I have mentioned the value I found in the book "Incognito" by Eagleman. It includes useful and clarifying examples of what it means that a good deal of our bodies and minds are not accessible by our conscious minds.  Here is another book that can be downloaded to a Kindle or tablet or phone or computer that gives new views of our thinking. It is the book "Everyday Chaos" by David Weinberger.  

The book is about artificial intelligence (AI).  It has been traditional to require artificial intelligence systems to be able to explain why they give solutions or advice they come up with.  Everyday Chaos explains that in some cases the explanation may be too long and complex for a human to understand. That idea brings up the concept of complexity.  It is often stated that our brains are extremely complex. Sometimes, it is also stated that the human brain has evolved over time and is not the result of a clear thinking engineering and design process but is instead a somewhat hodge-podge of evolution's attempts to provide the human with necessary thinking power to survive and thrive. 

This leads to the subject of message length.  Say, I have a sweetheart and I am hoping she will marry me.  I receive a letter from her and I read it.
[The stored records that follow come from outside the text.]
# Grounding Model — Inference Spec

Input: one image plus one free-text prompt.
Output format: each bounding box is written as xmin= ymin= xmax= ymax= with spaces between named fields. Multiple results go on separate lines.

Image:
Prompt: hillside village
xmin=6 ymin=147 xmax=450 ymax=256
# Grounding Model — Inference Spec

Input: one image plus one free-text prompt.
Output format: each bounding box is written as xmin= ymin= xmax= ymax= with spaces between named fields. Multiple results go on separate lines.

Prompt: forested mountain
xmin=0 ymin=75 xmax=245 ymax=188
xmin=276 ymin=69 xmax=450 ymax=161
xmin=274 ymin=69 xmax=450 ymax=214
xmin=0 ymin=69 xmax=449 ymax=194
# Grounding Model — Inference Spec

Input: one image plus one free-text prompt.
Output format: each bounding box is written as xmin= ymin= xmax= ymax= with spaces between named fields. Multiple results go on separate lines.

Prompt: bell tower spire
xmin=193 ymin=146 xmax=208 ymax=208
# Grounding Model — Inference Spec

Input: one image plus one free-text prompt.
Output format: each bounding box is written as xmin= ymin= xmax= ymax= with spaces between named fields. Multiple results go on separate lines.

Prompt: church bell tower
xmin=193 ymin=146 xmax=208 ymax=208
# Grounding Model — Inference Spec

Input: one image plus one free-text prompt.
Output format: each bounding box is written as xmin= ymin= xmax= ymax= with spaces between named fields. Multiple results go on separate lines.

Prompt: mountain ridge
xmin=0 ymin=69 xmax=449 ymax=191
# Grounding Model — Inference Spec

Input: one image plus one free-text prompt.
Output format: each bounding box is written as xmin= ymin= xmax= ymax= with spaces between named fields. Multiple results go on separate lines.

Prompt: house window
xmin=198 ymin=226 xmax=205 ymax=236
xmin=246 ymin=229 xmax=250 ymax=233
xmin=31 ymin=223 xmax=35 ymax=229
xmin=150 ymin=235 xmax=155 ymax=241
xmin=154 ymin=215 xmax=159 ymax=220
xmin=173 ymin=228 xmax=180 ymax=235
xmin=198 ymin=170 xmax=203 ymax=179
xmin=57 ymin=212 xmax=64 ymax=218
But at the end of the letter, it says "1 of 10,000,000 pages".  It becomes clear that I don't have the stamina or the longevity to read the letter. Maybe a good editor can reduce the number of pages but not if she is convinced that every golden, perfect word of her letter is totally essential to what she wants to say.  This same sort of message and attention and energy and brain willingness applies to any message or communication. It can't be too long to be read.  

Weinberger explains that the theory and practice of artificial intelligence has typically set as a necessary goal that solutions and advice for humans needs to include an explanation of why the advice is as it is.  But Weinberger explains that maybe some good ideas will involve complex reasoning that will be too difficult and/or too challenging for humans to grasp.